Members will be aware that, in the UK Government’s autumn statement last week, the chancellor unveiled deeply concerning changes to work capability assessments, which could mean that people receive less support based on a change of criteria rather than a change in their health. The Disability Benefits Consortium has called the plans a
“cynical attack on disability benefits”,
which will have
“a devastating impact on those on the lowest incomes”.
Instead of demonising unemployed disabled people, the UK Government should look at the real barriers that prevent disabled people from working.
Like many metrics, the disability employment gap widened during the Covid-19 pandemic. Covid shone a light on existing inequalities, exacerbated those inequalities for people with disabilities and exposed the vulnerability of some population groups to adverse shocks. Everyone was impacted by Covid lockdowns and the public health restrictions, but that impact was not felt equally. Many disabled people were at increased clinical risk from Covid, and many had reduced access to healthcare. Particularly for those who were shielding, many experienced starker social isolation and loneliness compared to non-disabled people. The services that they might have relied on either stopped or were altered.
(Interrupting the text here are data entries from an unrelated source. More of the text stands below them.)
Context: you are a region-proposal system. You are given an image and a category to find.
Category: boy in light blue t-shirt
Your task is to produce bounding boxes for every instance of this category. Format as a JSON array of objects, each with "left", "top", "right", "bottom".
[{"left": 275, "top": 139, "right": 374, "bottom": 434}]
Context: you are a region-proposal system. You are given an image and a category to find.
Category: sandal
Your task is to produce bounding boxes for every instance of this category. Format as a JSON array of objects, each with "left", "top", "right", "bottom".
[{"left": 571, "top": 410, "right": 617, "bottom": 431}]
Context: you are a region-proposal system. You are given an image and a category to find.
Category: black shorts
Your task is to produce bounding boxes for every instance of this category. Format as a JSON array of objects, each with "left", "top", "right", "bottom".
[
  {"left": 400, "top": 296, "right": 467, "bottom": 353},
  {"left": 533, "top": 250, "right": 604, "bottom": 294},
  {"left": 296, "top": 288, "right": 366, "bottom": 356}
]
I know from my own case work experience that many local services that were interrupted during Covid have not restarted or are not operating to the levels that they were before the pandemic. I put on record my appreciation for the many local groups, both formal and informal, that supported disabled people throughout Covid. From the Blantyre official coronavirus support Facebook page to Healthy n Happy and LEAP, our communities came together. However, because society has in many ways moved forward and onwards from the pandemic, with many avenues of support being wound down or withdrawn, disabled people and the wider population face a new challenge: the cost of living crisis. We are in the middle of the worst cost of living crisis for decades, and disabled people are among those who are being hit hardest.
Members might be aware of a report that was published in August this year by the Glasgow Centre for Population Health and the Glasgow Disability Alliance. The report lays bare how soaring costs for basic commodities have disproportionately affected people with disabilities. Focus group participants highlighted the cost of buying essential assistive equipment such as powered wheelchairs or talking microwaves and the need to use more electricity for charging or using such equipment, and wheelchair users noted that the increase in taxi costs meant that accessing supermarkets has become much more expensive.
The report was highly critical of the UK Government’s austerity policies, which the authors argued should be viewed alongside the impact of Covid and the cost of living crisis on disabled people. The report noted that, back in 2017, a UN committee reported that disabled people’s rights across the UK had regressed to the point of a “human catastrophe” and had been eroded through “grave and systematic violations” originating from UK austerity policies.
It is clear that, as a society, we have much more to do to protect and further the rights of disabled people. Although we do not have all the powers and levers in our hands to address all the unfairness that has been created, we must do more with the resources and powers that we have, whether that is with regard to the disability employment gap, the pronounced challenges that disabled people have experienced due to UK austerity, the pandemic and the cost of living crisis, or the wider health inequalities that they face.
With the UN’s international day of persons with disabilities taking place at the weekend, we should recommit ourselves to breaking down barriers, championing further disability equality and building a fairer Scotland for all.